Une "potiche" qui ne sonne pas creux


Dans la production généralement poussive (et pléthorique) du cinéma français, il est rare de trouver des réalisateurs qui construisent une œuvre cohérente et originale. François Ozon en est un.

En douze ans, avec une régularité de métronome, Ozon nous a offert douze longs métrages parmi lesquels je retiens : «Gouttes d’eau sur pierres brûlantes», «Sous le sable», «Huit femmes», «5x2», «Le temps qui reste». Ajoutons à cette liste son dernier film en date «Potiche» qui vient de sortir sur les écrans. Six films intéressants sur douze, c’est une belle proportion pour un homme qui n’aura que 43 ans lundi prochain (bon anniversaire, François !).

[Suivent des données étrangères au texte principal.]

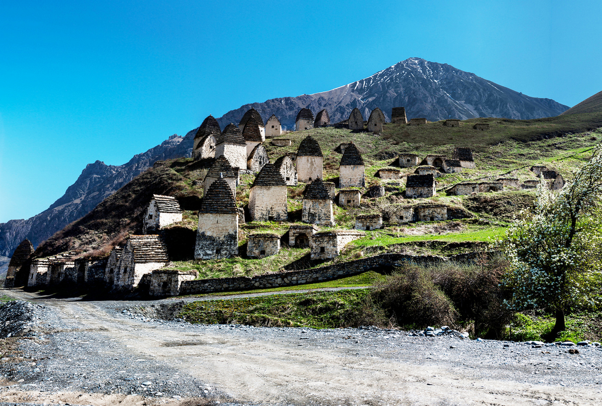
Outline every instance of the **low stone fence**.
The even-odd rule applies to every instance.
[[[374,271],[380,274],[388,274],[390,273],[394,268],[400,266],[405,263],[414,263],[427,265],[448,260],[472,261],[483,253],[491,255],[492,253],[491,251],[468,253],[447,257],[430,255],[413,256],[405,254],[383,254],[311,269],[265,274],[254,276],[252,278],[238,277],[184,280],[180,285],[179,294],[181,295],[196,295],[215,292],[249,291],[281,286],[293,286],[297,285],[338,279],[358,275],[368,271]]]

Vous avez probablement lu beaucoup de choses sur «Potiche», généralement bien accueilli par la critique. Les salles sont pleines depuis les premières projections. Les spectateurs applaudissent dès qu’apparaît le générique de fin. Sans nul doute, voici un film populaire et intelligent, pas un film sentimentalo-bobo (comme "les Petits mouchoirs" de Guillaume Canet ou les mièvreries de Marc Esposito).

«Potiche» est un film décapant, drôle et parfois loufoque. C’est aussi un film politique : critique du capitalisme, satire des élus, étude de mœurs.

Comme souvent, Ozon apporte beaucoup de soin aux détails, en particulier dans les décors et les costumes. La reconstitution du cadre de vie d’une famille bourgeoise dans les années 70 dans le nord de la France est réjouissante. J’en parle en connaissance de cause ! J’ai adoré notamment le cache-téléphone décoratif en velours qui était un grand classique de l’époque. L’ambiance giscardo-kitsch est rehaussée par la bande originale, florilège de tubes de variétés aussi surannés que la déco : Michèle Torr, le groupe ‘Il était une fois’, etc. Ozon s’amuse aussi, dans le dialogue, à insérer des anachronismes : le «casse-toi, pov con» de Nicolas Sarkozy, le ‘Chabichou’ de Ségolène Royal.

Pour incarner ses personnages, Ozon a convoqué une distribution poids lourd : Catherine Deneuve, la Potiche, est une femme au foyer méprisée, en passe de devenir une mémère mais qui obtient sa revanche, sans le secours du MLF. Deneuve est totalement décoincée dans ce rôle. A 67 ans, elle se lâche enfin, comme elle avait commencé à le faire dans «Huit femmes». Deneuve est une potiche épatante dans son survêtement criard et ses coiffures choucroutées.

Son mari, c’est le vibrionnant Fabrice Lucchini, directeur d’usine, volage et irascible. Il en fait des tonnes, comme d’habitude. Mais, pour une fois, c’est ce qu’on lui demande. Gérard Depardieu complète le trio sous les traits (énormes) du député-maire communiste du coin. Les personnages secondaires (les enfants adultes, la secrétaire, les syndicalistes) parachèvent cette plaisante galerie de portraits.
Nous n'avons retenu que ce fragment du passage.